2. Visual design - The scene should be clean, minimal, and polished. Use a centered Newton's cradle on a light or neutral background. Include a simple but elegant support frame with clean lines. Each of the 5 balls should have a shiny metallic finish using gradients, highlights, reflections, and shadows. Balls must look three-dimensional, glossy, and physically solid. Suspension strings should be thin, straight, and clearly attached to the frame and balls. Add subtle shadows beneath the balls for depth.
3. Animation behaviour - The cradle must animate continuously in a seamless loop. Only one outer ball should move at a time. The leftmost ball swings inward, impacts the row, and transfers motion so the rightmost ball swings outward. Then the rightmost ball swings back inward, impacts the row, and transfers motion so the leftmost ball swings outward. This should repeat indefinitely. The restart point must not be visually noticeable; the animation should feel physically continuous.
4. Physics and motion - Use realistic pendulum-style motion based on sine/cosine easing or equivalent procedural animation. The balls should remain attached to their suspension strings. The moving ball should rotate around its top pivot point, not simply translate sideways. The middle three balls should remain almost stationary, with only very subtle vibration or compression at impact. Timing should clearly show contact, impulse transfer, and swing reversal. Motion should feel natural, crisp, and physically believable, not sluggish or cartoonish.

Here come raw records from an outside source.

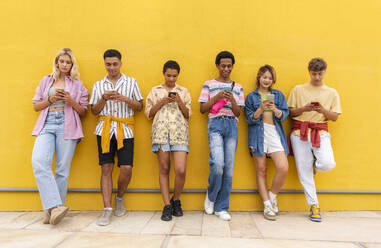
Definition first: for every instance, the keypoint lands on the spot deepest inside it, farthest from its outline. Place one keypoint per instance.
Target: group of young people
(62, 99)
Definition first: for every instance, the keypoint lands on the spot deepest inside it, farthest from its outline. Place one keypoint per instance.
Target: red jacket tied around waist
(303, 127)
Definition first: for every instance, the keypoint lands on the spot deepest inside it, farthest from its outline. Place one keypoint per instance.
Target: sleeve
(250, 110)
(283, 107)
(187, 102)
(39, 96)
(292, 98)
(336, 107)
(136, 95)
(83, 100)
(95, 95)
(241, 98)
(149, 104)
(205, 94)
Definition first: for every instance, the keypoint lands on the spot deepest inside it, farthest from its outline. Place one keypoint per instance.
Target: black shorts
(125, 154)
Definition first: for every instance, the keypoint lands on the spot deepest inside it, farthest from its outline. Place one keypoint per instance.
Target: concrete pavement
(352, 229)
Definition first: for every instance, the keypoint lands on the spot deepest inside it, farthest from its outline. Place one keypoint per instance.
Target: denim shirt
(256, 132)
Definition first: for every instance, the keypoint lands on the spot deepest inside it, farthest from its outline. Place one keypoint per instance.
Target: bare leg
(179, 164)
(124, 179)
(106, 184)
(164, 165)
(281, 165)
(260, 166)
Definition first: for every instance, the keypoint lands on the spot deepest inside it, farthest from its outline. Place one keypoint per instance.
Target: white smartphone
(270, 97)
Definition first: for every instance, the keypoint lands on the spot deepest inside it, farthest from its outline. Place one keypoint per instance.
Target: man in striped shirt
(114, 99)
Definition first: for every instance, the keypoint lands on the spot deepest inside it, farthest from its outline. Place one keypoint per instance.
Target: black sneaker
(176, 208)
(167, 213)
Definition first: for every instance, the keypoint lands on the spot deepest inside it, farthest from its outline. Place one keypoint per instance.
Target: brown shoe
(46, 216)
(57, 214)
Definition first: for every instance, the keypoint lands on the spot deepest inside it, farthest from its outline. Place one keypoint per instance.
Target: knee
(325, 165)
(181, 173)
(218, 169)
(261, 171)
(283, 170)
(164, 169)
(107, 169)
(38, 164)
(126, 170)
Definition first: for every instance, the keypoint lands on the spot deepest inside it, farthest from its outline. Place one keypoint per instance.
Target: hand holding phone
(316, 104)
(172, 93)
(270, 97)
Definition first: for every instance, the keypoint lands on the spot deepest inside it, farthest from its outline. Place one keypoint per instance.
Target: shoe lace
(167, 209)
(314, 210)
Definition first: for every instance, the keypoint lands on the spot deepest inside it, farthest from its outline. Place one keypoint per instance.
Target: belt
(225, 117)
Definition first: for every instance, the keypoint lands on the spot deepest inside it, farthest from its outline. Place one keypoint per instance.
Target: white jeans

5. Implementation details - Use either HTML5 Canvas or DOM/CSS transforms, whichever gives the most accurate result. The animation should be responsive and remain centered on different screen sizes. Use requestAnimationFrame for smooth rendering. Structure the JavaScript clearly with named constants for: number of balls, ball radius, string length, maximum swing angle, animation speed, damping or impact timing. Comment the important animation logic.
6. Quality expectations - Avoid stick-figure or overly simplified visuals. Avoid visible jumps, resets, or timing glitches. Avoid unrealistic overlap between balls. Keep the code readable and well organized. The final result should look like a polished physics demonstration suitable for a modern web page.
Return only the complete single-file HTML code.